Phil Jackson showcases his Zen at Glendale's Alex Theatre
Hall of Fame Los Angeles Lakers coach visits Alex Theatre for question and answer, book signing.
Phil Jackson, legendary NBA Hall of Fame coach of the Los Angeles Lakers and Chicago Bulls, stopped by the Alex Theatre for a question-and-answer and book-signing event. (Cheryl A. Guerrero/Staff Photographer / June 12, 2013)
At least that was the case for a sold-out audience that packed the Alex Theatre on Wednesday evening for “Phil Jackson in conversation with John Salley,” a roughly hour-long conversation and question-and-answer event in the Live Talks LA series that also included a book signing of Jackson’s latest work, “Eleven Rings: The Soul of Success.”
Jackson, 68, the famed former coach of the Lakers and Chicago Bulls and an NBA champion with the New York Knicks, spent about 45 minutes conversing with TV host and former NBA player John Salley, who played under Jackson in both Chicago and Los Angeles.
Jackson also answered questions from the audience as topics throughout the evening ranged from Jackson’s time as player, his coaching in both Chicago and Los Angeles, comparisons between Michael Jordan and Kobe Bryant and between Shaquille O’Neal and Wilt Chamberlain, to name a few items.
Salley immediately broke the ice at the event, when the host handed Jackson his copy of “Eleven Rings” to sign, which brought immediate laughter from the crowd, which only moments earlier gave Jackson a welcoming standing ovation that included chants of, “We love Phil.”
Then Salley opened with a simple inquiry.
“I just have one question. Why did you cut me,” Salley quipped to the roar of the crowd. “That’s all I came for.”
To which, Jackson replied: “I brought John to Chicago for the last championship run and then John was here in L.A. for the first championship,” Jackson said to open dialogue. “This conversation has been going on for years.”
About seven minutes into the show, Salley hit on an over decade-long hot button issue for Lakers fans in questioning the relationship between O’Neal and Bryant.
Jackson noted that “it had been a challenge to bend both players’ wills and ego to be able to play with each other and with their teammates,” and that some of the antics, including that both players used separation trainers “was teenage-stuff.”
Some of that youthfulness manifested in strange ways, Jackson mentioned, including how O’Neal one day showed up to practice nearly nude, while only wearing sneakers to lighten up the mood.
While Salley described O’Neal as “a big kid,” he also addressed a common thought many have of Jackson.
“People think you just sit there and don’t do anything,” Salley said.
That’s when Salley told the audience about the two times Jackson had scared him: First, according to Salley, when Jackson forcefully grabbed the jersey of former forward Travis Knight, while trying to show how to set a screen.

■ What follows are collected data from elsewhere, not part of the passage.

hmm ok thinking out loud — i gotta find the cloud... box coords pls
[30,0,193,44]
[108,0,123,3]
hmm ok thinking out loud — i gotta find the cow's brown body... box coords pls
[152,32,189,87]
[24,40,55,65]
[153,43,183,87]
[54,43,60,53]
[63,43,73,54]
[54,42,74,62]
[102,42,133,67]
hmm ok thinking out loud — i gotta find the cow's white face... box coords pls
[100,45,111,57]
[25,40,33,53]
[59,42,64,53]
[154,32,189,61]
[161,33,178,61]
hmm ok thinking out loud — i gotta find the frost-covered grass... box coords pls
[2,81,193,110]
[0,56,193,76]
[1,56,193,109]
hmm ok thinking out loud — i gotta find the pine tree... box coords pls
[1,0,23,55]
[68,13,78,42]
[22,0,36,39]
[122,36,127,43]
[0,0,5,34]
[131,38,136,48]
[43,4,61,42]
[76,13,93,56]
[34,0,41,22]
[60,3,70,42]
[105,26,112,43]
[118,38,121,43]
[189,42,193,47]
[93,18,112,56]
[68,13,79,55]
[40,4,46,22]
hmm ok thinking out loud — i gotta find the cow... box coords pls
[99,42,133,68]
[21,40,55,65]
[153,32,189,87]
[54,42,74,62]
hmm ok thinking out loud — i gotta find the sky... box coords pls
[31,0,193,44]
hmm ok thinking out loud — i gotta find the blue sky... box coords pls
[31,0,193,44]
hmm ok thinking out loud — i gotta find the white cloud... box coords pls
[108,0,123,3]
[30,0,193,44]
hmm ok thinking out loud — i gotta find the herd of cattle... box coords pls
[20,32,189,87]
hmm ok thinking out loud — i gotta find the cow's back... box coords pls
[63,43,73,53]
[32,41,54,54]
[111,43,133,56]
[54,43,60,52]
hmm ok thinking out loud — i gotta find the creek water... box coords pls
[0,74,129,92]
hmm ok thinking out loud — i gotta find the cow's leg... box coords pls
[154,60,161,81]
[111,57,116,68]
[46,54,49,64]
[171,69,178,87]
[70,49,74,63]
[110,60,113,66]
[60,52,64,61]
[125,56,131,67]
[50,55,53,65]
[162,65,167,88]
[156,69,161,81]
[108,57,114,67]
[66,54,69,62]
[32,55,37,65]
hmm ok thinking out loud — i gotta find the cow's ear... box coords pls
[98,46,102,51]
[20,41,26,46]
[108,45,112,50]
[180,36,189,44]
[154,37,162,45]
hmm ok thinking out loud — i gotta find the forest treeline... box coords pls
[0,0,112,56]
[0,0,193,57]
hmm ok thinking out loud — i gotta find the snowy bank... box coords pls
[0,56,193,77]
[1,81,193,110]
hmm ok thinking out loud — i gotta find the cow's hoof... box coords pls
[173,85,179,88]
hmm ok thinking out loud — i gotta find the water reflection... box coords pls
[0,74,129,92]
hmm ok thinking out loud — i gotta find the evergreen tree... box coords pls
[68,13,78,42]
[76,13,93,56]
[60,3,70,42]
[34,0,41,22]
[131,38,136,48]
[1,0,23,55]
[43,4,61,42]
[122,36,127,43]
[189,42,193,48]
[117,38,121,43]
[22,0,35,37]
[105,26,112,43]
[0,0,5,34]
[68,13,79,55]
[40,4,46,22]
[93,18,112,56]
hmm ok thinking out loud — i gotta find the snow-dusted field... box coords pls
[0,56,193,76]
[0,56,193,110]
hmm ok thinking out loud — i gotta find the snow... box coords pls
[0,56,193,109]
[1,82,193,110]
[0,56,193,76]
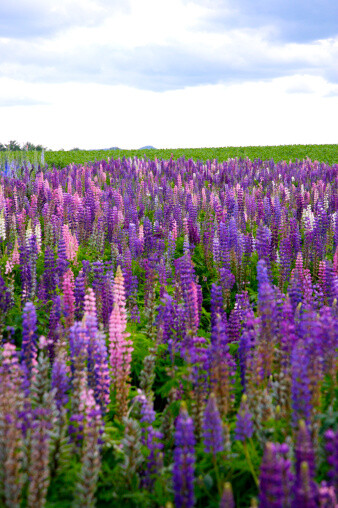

The other instance was at halftime of a game when Jackson threw a Gatorade bottle against the wall in anger.
“I knew you weren’t crazy, so I was worried,” Salley said.
One of the interesting comparisons was between Chamberlain and O’Neal, in which Jackson asked O’Neal once after a game “what he thought was the great accomplishment made by Wilt Chamberlain?”
O’Neal mentioned that it was “Chamberlain’s 50-point-per game average [during the 1961-62].”
Jackson countered that the event happened that season, but “it wasn’t his 50-point average, but his 48-minute-per-game average” and that Chamberlain only “missed two minutes once in an overtime game that season.”
Jackson said the speech fired up O’Neal, who later that same season won the 1999-2000 NBA MVP award.
As for the comparison between Bryant and Jordan, Jackson was diplomatic, too which Salley said that the reason why many believe Jordan is the greatest “is because Phil Jackson says he’s the greatest.”
Jackson did say that Jordan had an advantage in that he had played for a few seasons before Jackson arrived in Chicago and was well aware of his talent.
In comparison, Bryant grew up under the shadow of O’Neal and felt a need to prove that he was one of the greatest players of all time.